Solving the Time Problem
The answer is to automate the ad production process without damaging the creative heart of the team.
Of course, the answer is to automate the ad production process but to do so without damaging the creative heart of the team. In today’s crowded, multichannel media environment, being visually innovative is more important than ever. Ads must not only be accurate, but they must also stand out from the crowd and influence potential customers. Unfortunately, with the pressure of doing so many ads on so many platforms, without losing the essential creative “spark,” many production and creative services managers may feel a bit like Sisyphus – forever rolling bounders uphill just to keep their campaigns going.
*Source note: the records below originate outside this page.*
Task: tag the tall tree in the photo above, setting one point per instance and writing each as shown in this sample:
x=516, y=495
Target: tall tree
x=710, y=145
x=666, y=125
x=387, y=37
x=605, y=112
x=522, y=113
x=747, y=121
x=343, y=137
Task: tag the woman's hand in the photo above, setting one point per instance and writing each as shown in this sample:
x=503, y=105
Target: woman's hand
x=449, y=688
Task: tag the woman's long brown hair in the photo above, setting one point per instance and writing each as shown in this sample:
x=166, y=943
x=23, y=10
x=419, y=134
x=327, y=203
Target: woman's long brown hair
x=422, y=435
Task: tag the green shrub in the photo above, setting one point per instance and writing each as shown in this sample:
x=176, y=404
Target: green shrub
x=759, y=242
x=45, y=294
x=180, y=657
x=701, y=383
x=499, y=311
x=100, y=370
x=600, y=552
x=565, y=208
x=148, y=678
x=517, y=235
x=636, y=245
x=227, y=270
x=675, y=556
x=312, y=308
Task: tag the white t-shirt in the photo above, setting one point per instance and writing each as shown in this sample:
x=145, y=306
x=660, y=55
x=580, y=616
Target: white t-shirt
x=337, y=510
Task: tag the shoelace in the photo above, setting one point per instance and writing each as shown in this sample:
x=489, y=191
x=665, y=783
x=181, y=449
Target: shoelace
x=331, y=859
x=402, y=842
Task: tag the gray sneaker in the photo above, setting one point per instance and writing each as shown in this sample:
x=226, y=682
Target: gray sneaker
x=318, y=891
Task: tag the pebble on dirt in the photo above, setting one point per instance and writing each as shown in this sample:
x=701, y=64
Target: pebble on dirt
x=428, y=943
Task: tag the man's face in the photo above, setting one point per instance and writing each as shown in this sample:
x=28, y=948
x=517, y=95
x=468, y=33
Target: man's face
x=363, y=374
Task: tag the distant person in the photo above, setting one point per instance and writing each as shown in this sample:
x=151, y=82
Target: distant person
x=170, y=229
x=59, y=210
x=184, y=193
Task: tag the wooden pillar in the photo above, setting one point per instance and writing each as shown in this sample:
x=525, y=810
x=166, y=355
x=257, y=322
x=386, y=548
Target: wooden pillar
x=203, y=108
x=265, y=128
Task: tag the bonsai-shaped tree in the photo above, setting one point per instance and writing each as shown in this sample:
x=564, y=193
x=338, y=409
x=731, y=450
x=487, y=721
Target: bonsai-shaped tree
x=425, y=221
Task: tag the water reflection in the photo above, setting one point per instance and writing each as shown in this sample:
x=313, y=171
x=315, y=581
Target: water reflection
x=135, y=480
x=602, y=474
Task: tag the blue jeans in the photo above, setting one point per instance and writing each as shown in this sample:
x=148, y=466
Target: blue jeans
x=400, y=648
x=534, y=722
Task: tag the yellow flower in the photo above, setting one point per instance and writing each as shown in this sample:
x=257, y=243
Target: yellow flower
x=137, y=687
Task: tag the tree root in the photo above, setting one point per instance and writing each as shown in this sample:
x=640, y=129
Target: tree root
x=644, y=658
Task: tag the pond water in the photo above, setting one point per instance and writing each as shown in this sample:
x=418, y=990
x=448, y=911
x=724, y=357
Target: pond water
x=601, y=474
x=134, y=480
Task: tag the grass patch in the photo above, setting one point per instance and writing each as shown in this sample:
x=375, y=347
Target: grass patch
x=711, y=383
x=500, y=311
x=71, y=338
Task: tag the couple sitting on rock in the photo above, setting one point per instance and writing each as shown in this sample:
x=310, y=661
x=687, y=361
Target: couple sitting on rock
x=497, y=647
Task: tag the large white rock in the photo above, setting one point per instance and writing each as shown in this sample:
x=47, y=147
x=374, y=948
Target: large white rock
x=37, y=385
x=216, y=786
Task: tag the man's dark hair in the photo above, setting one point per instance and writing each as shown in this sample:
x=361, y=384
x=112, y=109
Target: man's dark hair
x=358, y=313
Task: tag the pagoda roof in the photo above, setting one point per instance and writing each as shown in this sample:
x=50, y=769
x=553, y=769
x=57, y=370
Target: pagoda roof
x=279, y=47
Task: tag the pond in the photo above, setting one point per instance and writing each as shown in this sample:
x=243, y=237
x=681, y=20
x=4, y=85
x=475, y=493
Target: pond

Workflow automation must do more than simplify a handful of repetitive tasks to be effective and recover all that lost time. For ad workflows, in particular, automation must take a holistic approach, from the initial campaign planning stages through InDesign production, proofing, print output, and repurposing for digital channels. In effect, ad design and production teams must become agile. It all begins with tight integration a company’s DAM and PIM data sources and InDesign.
Working With Adobe
Decades ago, Comosoft became an Adobe development partner in what is now known as the Adobe Exchange Program, a long-standing effort to work with third parties to create extensions or “plugins” for Adobe software. The program takes advantage of the inherently open software model to solve complex problems facing marketing production teams. In this case, the two companies co-developed the LAGO Layout plugin for InDesign. The company also worked with Adobe to develop a Photoshop plugin for managing DAM assets.
LAGO Layout adds a new set of controls to each InDesign installation. One of these controls connects the designer directly to the company’s PIM, DAM, and other data sources, allowing the user to access all the data and images for a particular SKU, eliminating the need to search for elements to complete an ad. The connection is also bi-directional. If something in the PIM or DAM changes (such as an updated product photo), the ad layout is automatically updated until the final output. If a last-minute change affecting the data has to be made at the design and production stage, the request can be automatically sent to the right decision-maker for approval.
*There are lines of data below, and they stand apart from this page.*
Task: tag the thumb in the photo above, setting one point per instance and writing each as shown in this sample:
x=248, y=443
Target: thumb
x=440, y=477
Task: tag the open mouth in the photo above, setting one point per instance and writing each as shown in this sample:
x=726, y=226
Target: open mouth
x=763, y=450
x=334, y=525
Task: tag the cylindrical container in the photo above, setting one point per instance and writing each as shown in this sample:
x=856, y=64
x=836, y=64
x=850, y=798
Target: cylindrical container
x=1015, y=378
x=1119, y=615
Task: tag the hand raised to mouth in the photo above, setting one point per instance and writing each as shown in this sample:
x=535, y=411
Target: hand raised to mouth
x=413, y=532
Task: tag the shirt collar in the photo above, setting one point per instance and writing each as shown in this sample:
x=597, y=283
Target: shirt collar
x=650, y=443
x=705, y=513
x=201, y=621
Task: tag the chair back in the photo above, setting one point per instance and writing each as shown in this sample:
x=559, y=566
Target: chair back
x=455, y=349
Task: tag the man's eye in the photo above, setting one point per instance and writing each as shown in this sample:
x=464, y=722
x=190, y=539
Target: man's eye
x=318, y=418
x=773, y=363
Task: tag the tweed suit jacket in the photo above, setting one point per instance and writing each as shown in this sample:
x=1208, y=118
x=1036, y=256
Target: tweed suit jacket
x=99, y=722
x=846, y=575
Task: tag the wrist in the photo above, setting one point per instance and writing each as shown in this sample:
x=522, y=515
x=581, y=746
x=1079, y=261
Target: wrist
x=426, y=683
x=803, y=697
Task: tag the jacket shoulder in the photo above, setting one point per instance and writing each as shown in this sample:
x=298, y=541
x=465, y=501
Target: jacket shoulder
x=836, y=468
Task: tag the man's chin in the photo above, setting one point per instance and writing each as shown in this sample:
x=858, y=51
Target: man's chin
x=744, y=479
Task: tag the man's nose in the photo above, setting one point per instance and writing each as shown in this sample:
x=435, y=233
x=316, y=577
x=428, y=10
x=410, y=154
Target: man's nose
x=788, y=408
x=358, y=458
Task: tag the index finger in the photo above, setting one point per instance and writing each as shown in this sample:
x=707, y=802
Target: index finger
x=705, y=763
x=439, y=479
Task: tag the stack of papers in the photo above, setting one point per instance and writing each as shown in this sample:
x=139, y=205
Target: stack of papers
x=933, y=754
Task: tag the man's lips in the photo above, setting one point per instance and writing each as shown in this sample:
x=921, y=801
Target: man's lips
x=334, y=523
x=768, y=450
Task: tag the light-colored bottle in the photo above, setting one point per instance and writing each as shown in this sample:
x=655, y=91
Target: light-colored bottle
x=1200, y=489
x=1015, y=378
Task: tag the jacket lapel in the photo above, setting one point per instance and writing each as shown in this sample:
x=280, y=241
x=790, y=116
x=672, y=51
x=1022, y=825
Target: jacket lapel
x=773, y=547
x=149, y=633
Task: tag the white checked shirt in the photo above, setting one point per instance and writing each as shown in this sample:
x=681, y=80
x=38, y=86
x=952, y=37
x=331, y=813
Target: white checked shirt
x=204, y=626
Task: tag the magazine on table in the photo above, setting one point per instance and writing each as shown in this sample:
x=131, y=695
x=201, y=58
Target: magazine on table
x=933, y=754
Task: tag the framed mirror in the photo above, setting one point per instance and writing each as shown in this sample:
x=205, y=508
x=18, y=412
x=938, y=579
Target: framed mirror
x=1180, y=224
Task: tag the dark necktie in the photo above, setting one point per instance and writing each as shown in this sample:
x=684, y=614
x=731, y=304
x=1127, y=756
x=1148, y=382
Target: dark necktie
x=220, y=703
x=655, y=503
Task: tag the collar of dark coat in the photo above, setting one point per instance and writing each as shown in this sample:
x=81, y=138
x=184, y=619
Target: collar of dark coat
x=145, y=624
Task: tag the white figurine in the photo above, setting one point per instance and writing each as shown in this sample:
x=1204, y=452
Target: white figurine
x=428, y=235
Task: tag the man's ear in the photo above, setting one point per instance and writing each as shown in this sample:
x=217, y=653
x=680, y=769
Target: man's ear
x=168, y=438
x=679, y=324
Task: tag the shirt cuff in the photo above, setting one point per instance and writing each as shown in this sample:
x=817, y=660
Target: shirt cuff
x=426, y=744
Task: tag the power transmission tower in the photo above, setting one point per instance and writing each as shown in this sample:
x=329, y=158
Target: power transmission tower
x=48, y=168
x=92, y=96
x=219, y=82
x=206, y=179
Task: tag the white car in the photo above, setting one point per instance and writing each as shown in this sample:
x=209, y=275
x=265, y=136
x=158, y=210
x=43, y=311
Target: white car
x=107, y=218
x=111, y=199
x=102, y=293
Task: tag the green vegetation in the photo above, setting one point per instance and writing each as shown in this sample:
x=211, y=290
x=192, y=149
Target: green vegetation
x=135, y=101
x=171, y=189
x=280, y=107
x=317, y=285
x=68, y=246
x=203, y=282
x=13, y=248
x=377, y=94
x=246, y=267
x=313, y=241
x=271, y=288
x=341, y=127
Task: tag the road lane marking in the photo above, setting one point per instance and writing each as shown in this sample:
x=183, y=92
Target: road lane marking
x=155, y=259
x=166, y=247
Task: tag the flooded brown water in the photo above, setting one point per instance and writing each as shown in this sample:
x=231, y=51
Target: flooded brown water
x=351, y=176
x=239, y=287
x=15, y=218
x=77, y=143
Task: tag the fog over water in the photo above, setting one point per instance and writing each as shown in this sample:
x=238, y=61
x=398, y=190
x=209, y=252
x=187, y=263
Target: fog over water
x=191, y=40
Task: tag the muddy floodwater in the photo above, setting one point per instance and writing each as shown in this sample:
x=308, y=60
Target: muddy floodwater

With LAGO, the designer automatically receives an error-free starting point for the ad, so that they can devote their energy to the creative process.
The link between data and InDesign is only part of the picture. For example, in the planning stage of a campaign, product marketing teams can use LAGO’s whiteboarding function to choose the optimum product mix based on factors such as profit margin and sales history to sketch the basic visual message. LAGO automatically uses this step to create a preliminary InDesign template—with all the requisite PIM and DAM information included by SKU. The designer then automatically receives an error-free starting point for the ad so that they can devote their energy to the creative process.
Going Above and Beyond
The LAGO system also automates the review and approval process, using Adobe InDesign Server to generate proofs automatically for online approval. When a proof is created, the appropriate parties are notified automatically, and their notes and corrections are sent back to the designer immediately.
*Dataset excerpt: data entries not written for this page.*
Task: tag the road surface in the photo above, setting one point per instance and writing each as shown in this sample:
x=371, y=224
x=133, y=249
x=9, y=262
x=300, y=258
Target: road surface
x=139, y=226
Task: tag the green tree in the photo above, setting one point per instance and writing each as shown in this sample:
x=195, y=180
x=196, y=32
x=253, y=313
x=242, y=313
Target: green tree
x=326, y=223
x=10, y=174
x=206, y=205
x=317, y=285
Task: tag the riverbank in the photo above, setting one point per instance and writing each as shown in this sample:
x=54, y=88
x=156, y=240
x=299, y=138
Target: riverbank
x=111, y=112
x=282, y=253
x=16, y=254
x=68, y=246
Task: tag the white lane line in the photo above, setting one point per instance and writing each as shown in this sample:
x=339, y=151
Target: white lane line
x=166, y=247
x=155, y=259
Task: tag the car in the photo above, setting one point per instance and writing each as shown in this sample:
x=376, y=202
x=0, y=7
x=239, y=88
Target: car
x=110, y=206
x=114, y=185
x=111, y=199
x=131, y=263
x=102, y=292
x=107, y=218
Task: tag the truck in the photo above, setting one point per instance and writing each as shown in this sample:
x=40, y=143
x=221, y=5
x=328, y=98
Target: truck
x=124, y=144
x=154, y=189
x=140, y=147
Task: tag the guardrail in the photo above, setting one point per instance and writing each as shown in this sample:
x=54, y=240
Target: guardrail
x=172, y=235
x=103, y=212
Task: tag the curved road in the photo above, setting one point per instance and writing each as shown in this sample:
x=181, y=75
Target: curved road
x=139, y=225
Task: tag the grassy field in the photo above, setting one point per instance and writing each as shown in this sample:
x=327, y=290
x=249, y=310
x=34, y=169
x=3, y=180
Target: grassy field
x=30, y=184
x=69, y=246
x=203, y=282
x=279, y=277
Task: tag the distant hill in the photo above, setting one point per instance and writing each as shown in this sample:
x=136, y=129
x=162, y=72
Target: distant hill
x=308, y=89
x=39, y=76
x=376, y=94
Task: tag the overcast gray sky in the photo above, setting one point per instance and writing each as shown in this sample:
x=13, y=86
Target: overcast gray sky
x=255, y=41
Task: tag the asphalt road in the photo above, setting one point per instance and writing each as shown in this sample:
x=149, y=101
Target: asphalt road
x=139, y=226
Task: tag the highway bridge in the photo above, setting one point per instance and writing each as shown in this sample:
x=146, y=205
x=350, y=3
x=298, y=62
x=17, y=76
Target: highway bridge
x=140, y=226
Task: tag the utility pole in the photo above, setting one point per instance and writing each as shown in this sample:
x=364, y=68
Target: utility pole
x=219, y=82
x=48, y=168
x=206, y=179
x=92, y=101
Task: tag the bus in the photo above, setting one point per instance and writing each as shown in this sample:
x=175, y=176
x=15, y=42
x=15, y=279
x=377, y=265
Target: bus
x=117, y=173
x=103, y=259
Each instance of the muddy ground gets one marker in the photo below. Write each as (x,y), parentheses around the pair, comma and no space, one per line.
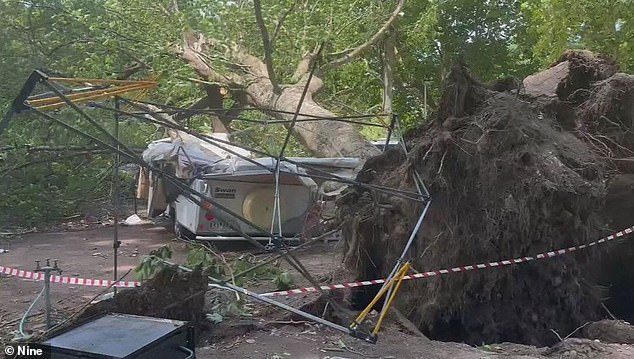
(88,253)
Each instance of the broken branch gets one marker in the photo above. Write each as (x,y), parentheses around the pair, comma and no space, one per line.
(361,49)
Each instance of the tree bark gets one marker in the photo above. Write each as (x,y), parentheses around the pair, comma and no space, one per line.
(257,79)
(326,138)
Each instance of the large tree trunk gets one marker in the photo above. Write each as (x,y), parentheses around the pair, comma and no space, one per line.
(256,78)
(323,138)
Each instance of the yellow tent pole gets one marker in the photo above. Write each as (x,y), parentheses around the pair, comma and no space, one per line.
(91,96)
(81,95)
(402,274)
(377,297)
(98,81)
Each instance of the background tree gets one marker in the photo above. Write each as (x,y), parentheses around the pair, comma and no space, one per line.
(143,39)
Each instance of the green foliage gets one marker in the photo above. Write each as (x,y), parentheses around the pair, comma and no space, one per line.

LAGO can also generate multiple regional or demographic versions, automatically creating new “base” templates that allow designers to customize each version easily without re-creating common elements. Each version can be automatically sent to the appropriate printing facility or agency when finished.
Finally, because so many campaigns do not end with a printed piece, the complex data from an ad can be automatically sent to a digital or mobile app, eliminating the need for manual data entry.
By uniting InDesign with critical data systems in a meaningful way, LAGO has given designers the power to exercise their creative skills without the burden of chasing after assets and information. In short, the development partnership between Comosoft and Adobe has created a “best of both worlds” opportunity for production and creative services managers.